Thanks for the write up, very thorough and I particularly appreciate the Protocol steps section.

As discussed yesterday, I will add some notes:

sender_id

In Message sender_id is probably not necessary, as that’s most of the time either extracted from a signature or inferred (like in the case of the double ratchet when it’s inferred by the fact that the there’s only one other member who can have that shared secret with you, i.e plausible deniability).

message_id

message_id is also not specified generally, as it can be manipulated, so we generally use the hash of the content or similar.

lamport timestamps

With regards of lamport timestamps, we have adopted them in the current protocol, but with one difference as plain lamport timestamps don’t support one common case.
A chat can be seen as distributed system with no central coordination and permissionless.

In some cases there’s no explicit “joining” (public chats in the old app, but 1-to-1s are similar with that regard), so a new member that could not retrieve information about a channel, would start at 0 if we were to follow canonical lamport timestamps.
Also it’s important to note that the app is or wants to be offline first, so syncing before being able to send a message is not something we want in general.

If we are thinking about a chat, that would mean that the message would be ordered last, at it has no causal relationship with any other message, which is problematic. What we do instead, is we “hint” lamport timestamp with a wall clock:

clock = max(time.Now(), previous_clock+1)

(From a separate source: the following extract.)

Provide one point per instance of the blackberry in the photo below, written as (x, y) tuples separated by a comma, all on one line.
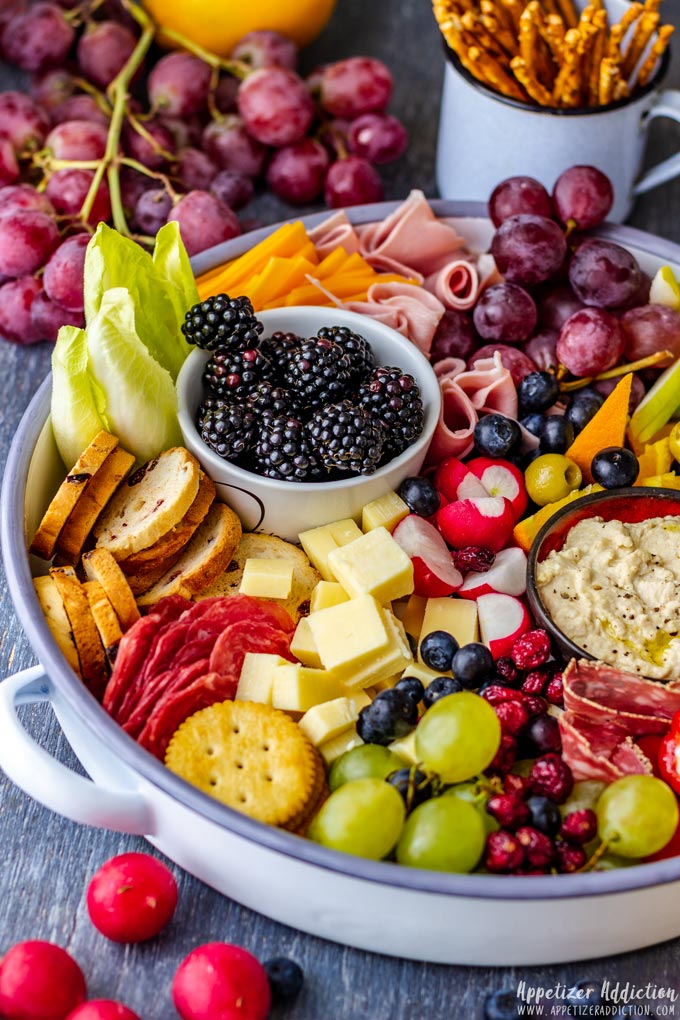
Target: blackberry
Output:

This maintain causal relationship between events and is consistent with lamport timestamps (you can think about it as each member having started at 0 and ticked up each time internally at each second, unless aware of another clock having ticked up). We maintain a total order of events by breaking ties with ID, so that everyone has the same ordering of events.

casual_history

With regard of casual_history and specifically:

Check dependencies in the causal history:

If all dependencies are met, process the message.
Otherwise, add the message to the buffer of incoming messages with unmet causal dependencies.

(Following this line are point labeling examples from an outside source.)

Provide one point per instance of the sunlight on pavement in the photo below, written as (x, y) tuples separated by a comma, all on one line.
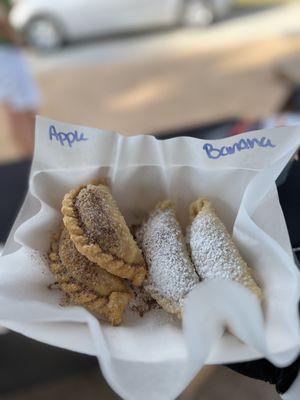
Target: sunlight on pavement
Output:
[(140, 95)]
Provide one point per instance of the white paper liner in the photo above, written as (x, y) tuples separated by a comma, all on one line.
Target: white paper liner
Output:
[(154, 357)]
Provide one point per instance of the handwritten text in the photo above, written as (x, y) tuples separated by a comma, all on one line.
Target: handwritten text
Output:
[(68, 138), (243, 144)]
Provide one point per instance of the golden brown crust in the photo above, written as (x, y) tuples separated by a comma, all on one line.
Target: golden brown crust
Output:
[(105, 295), (121, 257)]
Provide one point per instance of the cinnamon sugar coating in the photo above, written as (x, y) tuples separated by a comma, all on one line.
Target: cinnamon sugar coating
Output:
[(99, 232), (85, 284)]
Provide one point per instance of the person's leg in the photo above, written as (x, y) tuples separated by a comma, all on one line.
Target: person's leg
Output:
[(21, 125)]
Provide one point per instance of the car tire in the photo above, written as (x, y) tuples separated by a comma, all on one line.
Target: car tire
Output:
[(44, 33), (197, 13)]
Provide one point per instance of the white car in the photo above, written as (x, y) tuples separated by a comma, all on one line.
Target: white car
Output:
[(47, 24)]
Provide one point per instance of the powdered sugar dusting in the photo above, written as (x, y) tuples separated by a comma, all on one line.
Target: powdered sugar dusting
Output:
[(214, 253), (171, 273)]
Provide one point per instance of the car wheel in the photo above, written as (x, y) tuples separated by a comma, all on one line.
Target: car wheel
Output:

This is something that we discussed a lot back when mvds was first implemented (the feature I believe is in the codebase already). From our point of view, it’s not something that we generally want to have, as we almost never wants to delay processing messages as it leads to poor user experience in case of out of order messages or message loss (if you are strict about it, if any message failed to be delievered, then the chain is interrupted forever). Most of the protocol is build on the assumption that message loss will occur and it accommodates that (at the cost of extra bandwidth, we piggy back information often for example, or accept that there might be gaps etc).
There are only a handful of corner cases where that’s not currently the case, and this could be helpful, one of which is message segmentation, where you cannot process a partial message, but just id doesn’t cut it (we need something more like group_id+count), and currently community channel encryption as we haven’t quite figured out an efficient way to propagate the key, but I think that’s better solved by improving key exchange.
It can be useful to identify gaps of course. I would personally explore more those scenarios, but it’s certainly something of secondary importance from our perspective.

pulling from store nodes based on message_ids

This is fine, but I think it needs to be complimentary to querying by timestamp, as querying by ids it’s very chatty and will lead most likely to long syncing times, we already see long syncing times with straight timestamps with a cursor of 20 (up to 8/9 minutes to sync a day worth of data), and this seems to be strictly slower in the worst case scenario, which is quite common (user of an active community goes offline for a day).

I think these are the immediate things that I could spot on the document, but in general, it’s probably a good exercise to go a bit deeper on how it integrates with the current functionalities, since I think there’s a fair amount of unknowns, and from experience (mvds etc), if it’s not worked out to fit with the current technology, there’s a risk of it not being as effective as it could be, as there still a fair amount of unknowns.